In this paper, a physical model of a solar chimney under the combined effect of wind pressure and thermal pressure is developed, and the natural ventilation performance of the solar chimney under different conditions of solar radiation intensity, heat flow density of the indoor heat source, outdoor wind speed, and the relative position of the indoor heat source is studied by three-dimensional numerical simulation. The main conclusions are as follows:

Within the scope of this paper, as the solar radiation intensity, indoor heat source heat flow density, and outdoor wind speed increase, their effects on the ventilation performance of solar chimney buildings are enhanced. As the intensity of solar radiation increases, solar chimney ventilation gradually increases, with a maximum increase of 33.1%. But the increase in ventilation decreases with the increase in heat flow density of the indoor heat source.

With the increase in indoor heat source heat flow density, the solar chimney ventilation volume gradually increases; the maximum value of the increase is 32.1%. The enhancement of the size of the heat source on the size of the ventilation capacity of the solar chimney will be investigated at a later stage.
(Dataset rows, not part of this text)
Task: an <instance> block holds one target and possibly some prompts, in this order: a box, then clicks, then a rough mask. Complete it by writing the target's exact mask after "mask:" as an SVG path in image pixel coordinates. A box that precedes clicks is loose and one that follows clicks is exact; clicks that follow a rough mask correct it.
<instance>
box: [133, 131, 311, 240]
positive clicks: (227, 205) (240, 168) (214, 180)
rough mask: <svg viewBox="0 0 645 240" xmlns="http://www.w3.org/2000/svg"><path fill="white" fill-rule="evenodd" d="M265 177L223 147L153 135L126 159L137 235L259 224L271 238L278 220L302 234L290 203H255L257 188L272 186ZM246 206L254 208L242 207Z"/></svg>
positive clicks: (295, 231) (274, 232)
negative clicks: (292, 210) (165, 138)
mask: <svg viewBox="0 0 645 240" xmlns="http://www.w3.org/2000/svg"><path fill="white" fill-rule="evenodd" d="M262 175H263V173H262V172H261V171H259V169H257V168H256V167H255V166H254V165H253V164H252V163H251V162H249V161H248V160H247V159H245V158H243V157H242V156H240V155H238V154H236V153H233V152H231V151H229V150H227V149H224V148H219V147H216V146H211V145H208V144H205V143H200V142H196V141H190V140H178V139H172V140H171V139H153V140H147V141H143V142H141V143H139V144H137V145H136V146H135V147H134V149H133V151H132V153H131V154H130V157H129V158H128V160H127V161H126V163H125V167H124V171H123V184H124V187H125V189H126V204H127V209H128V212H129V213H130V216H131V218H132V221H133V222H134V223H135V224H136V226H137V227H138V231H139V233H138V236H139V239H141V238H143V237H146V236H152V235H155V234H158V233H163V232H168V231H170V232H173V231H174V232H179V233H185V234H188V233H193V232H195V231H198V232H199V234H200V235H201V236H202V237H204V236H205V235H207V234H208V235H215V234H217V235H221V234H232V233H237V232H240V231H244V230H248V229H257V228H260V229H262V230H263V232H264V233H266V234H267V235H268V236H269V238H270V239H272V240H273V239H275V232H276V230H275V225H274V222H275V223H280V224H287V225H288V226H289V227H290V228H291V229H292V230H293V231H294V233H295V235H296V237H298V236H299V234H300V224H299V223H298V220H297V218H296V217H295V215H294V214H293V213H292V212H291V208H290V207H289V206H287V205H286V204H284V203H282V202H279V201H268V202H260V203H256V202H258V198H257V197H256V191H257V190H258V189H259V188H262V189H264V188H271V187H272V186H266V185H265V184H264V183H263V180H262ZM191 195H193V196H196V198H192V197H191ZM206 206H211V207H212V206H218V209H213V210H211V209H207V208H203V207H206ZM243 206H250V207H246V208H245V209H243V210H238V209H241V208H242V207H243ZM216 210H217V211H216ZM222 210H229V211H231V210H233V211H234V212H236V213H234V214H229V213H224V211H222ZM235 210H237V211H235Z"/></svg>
When the indoor heat source is located in the middle of the room, it has a stronger influence on the effectiveness of the solar chimney draught compared to other orientations.

As outdoor wind speed increases, the amount of solar chimney ventilation also increases and increases more, but the amount of ventilation increases and decreases with the increase in solar radiation intensity and heat flow density of the indoor heat source.

Outdoor wind affects the optimum inlet width of the solar chimney, with a preference for 0.2–0.3 m as the optimum inlet width, without considering outdoor wind. However, when considering the effect of outdoor wind, the optimum inlet width is located at a relatively large 0.5 m.